Драма Горького — драма парадоксов, когда на пятачке действия сталкиваются целые столетия русской истории, пласты разных культур, цивилизаций. Здесь возникает и Россия помещичья, и Россия косного темного купеческого самодурства, запечатленная еще Островским, а у Горького претворившаяся в образе Редозубова, и Россия чиновничьего бюрократизма, и Россия капиталистического предпринимательства. Здесь столкнулись не просто представители разных социальных групп — представители разных общественных формаций, и потому все перепуталось, все смешалось: врач, вместо того чтобы лечить, занимается членовредительством, интеллигенты, вместо того чтобы просвещать, развращают, отец, явившись забрать дочь от чужих людей, довольствуется полтинничком на водку. Все извращено, вывернуто наизнанку, поставлено с ног на голову.

Парадоксальность вдвойне характеризовала спектакль БДТ. Она отражала и специфический конфликт играемой пьесы, и природу нового актерского ансамбля, складывавшегося в театре.
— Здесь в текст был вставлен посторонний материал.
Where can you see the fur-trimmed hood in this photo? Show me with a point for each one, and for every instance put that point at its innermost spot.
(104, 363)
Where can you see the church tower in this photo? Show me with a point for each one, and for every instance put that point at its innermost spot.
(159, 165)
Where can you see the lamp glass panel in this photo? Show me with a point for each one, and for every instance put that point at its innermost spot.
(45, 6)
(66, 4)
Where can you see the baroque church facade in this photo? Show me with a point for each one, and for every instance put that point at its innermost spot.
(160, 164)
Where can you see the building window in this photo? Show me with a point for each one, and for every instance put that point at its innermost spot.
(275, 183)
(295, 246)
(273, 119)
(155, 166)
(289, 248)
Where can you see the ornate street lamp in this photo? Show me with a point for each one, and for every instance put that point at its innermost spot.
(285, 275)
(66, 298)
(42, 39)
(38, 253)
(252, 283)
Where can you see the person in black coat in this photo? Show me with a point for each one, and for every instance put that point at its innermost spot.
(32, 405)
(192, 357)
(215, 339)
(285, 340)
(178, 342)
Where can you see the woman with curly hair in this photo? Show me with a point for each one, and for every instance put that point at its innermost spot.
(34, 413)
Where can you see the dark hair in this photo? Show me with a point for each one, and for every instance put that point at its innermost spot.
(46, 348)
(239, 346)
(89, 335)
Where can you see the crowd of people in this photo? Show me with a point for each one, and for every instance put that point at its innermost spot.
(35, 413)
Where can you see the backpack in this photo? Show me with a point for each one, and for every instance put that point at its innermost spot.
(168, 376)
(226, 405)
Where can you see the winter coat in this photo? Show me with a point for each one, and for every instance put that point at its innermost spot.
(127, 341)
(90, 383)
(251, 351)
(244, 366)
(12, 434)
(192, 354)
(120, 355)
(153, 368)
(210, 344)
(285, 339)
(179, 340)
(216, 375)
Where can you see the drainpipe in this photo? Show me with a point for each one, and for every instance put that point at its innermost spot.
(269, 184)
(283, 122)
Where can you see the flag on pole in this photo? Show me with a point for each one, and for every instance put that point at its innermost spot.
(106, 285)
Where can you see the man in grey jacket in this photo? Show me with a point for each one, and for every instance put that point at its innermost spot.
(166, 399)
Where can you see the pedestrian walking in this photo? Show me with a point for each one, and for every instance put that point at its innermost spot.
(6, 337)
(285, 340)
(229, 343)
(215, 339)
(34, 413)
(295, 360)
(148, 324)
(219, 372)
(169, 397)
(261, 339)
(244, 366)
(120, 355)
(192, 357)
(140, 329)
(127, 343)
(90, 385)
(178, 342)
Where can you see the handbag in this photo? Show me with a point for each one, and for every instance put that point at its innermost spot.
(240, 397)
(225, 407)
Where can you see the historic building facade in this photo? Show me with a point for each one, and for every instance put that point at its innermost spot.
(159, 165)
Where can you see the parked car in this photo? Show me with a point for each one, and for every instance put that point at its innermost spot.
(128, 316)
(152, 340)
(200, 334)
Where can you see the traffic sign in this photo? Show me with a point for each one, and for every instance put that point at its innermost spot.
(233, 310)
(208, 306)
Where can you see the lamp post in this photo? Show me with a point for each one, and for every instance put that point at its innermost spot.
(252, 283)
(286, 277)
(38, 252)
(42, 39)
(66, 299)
Индивидуальные особенности каждого актера не сглаживались, не унифицировались, а, наоборот, предельно выявлялись режиссером и включались им в художественную систему спектакля, что было оправдано и с точки зрения философской проблематики пьесы (ведь каждое действующее лицо не просто характер, а образ определенной культуры, определенного миропонимания), и чисто психологически. Вот Дунькин муж, дебошир и пьяница, в начале пьесы «подкатывает» к жующему краюху Матвею с жеманным «светским» разговором: хорошо-де в деревне хлеб пекут, пахнет по-особенному. А кончает просительно, тихо: «Слушай... дай кусочек христа ради!» В этой «перемене» — судьба каждого горьковского персонажа. Каждый выходит на сцену, словно хорохорясь и наигрывая, кто грубо и неумело, как старый самодур Редозубов, кто, как Черкун, так искусно, что даже проницательная Надежда обманулась. Каждый, поначалу во всяком случае, стремится показаться на людях оригинальнее, смелее, чем он есть на самом деле. В каждом сидит свой маленький наполеончик, свое уязвленное самолюбие, и в каждом, пройдя через боль,

<...>, побеждает натура, при<...>естество. <...>драматическую коллизию спектакля <...>воречии между официозной,

казовой ст<...> жизни и ее нутром. <Типографский брак>

И одновременно он строил театр. Строил на том же самом основании.

Не пугаясь актерской «разнокалиберности», Товстоногов искал общность в умении исполнителя проявить на сцене свое «я». Пусть смешное, пусть экстравагантное, но свое, человеческое. Замысел удался. Стржельчик, Луспекаев, Доронина, Полицеймако разнились между собой и по манере держаться на сцене, и по способам художественного мышления. Но любопытно: в кульминационных моментах роли эти разные актеры обретали как бы общий художественный язык и даже как будто духовно, человечески сближались.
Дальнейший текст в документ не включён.